Ces alternatives, parfois délicates, montrent que les organismes de formation ne peuvent éviter à moyen et long terme une réflexion stratégique sur les outils IA. L’intégration technique et économique de l’IA ne peut plus être pensée à la seule échelle individuelle, même si, bien sûr, les formateurs ont toute leur place pour identifier des outils soutenables économiquement, compatibles avec le cadre pédagogique et les contraintes du service informatique.
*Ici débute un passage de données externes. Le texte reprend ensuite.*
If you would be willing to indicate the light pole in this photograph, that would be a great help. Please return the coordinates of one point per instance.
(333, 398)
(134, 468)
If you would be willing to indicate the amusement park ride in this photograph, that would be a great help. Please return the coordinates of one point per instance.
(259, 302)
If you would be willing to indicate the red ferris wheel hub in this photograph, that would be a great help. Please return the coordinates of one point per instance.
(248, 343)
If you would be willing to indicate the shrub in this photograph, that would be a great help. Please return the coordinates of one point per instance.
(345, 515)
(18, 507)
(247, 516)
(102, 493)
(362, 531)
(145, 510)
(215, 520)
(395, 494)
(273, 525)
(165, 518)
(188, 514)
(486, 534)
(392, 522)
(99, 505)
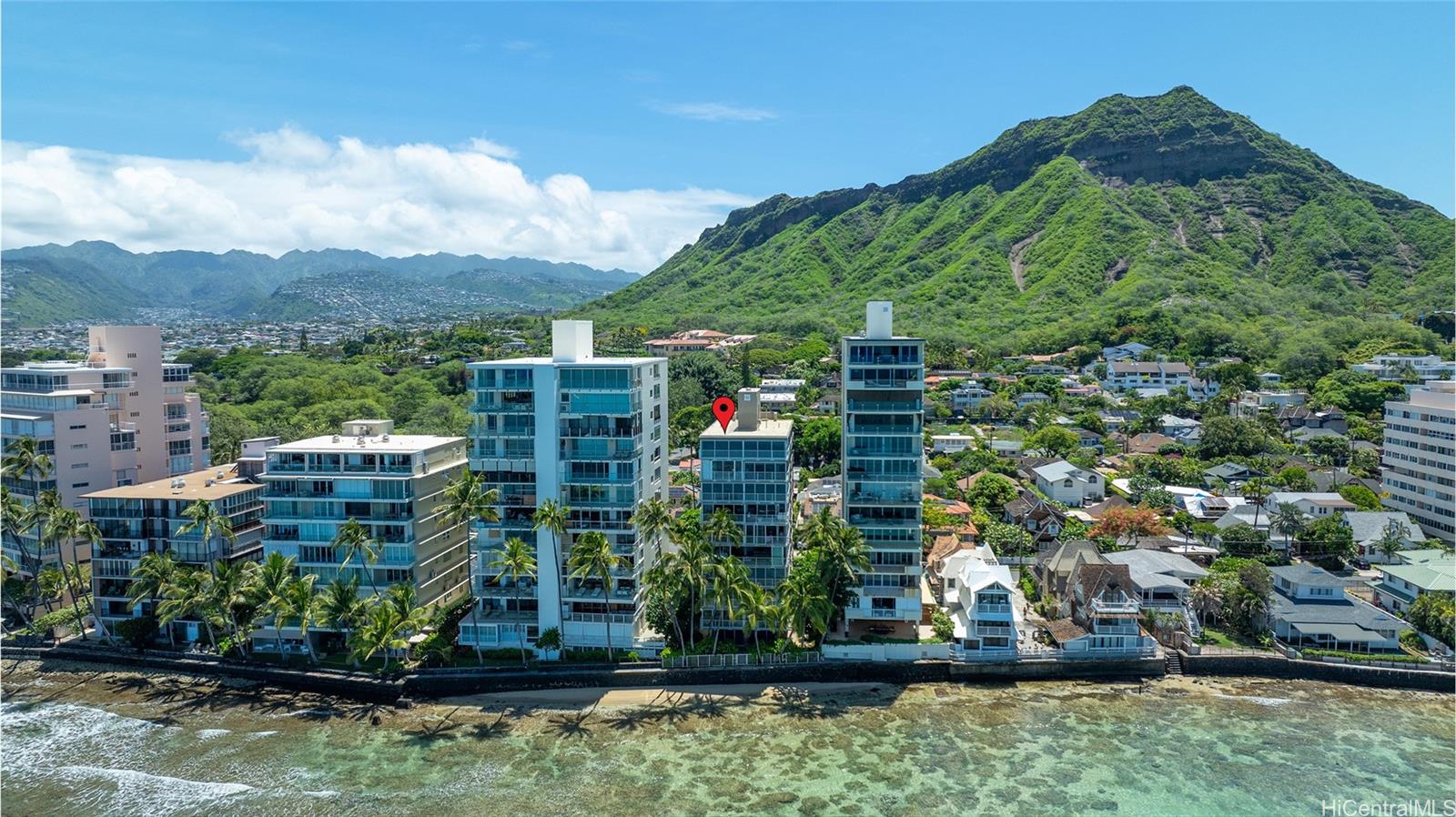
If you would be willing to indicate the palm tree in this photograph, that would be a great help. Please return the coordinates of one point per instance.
(592, 557)
(1206, 599)
(553, 518)
(1392, 538)
(303, 605)
(804, 606)
(652, 519)
(149, 580)
(356, 540)
(233, 587)
(210, 520)
(516, 561)
(188, 596)
(730, 579)
(271, 589)
(339, 606)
Cette contribution a été élaborée avec l’appui de ChatGPT. L’IA a été sollicitée dans une démarche heuristique et dialogique, pour clarifier certaines idées, proposer des reformulations stylistiques, explorer des alternatives argumentatives, suggérer des exemples, générer l’illustration. L’ensemble des contenus a fait l’objet d’une vérification humaine systématique, tant sur le fond que sur la forme. La thèse avancée, la progression argumentative, la conclusion relèvent pleinement de l’auteur. L’IA a ici servi à enrichir la démarche intellectuelle, non à s’y substituer.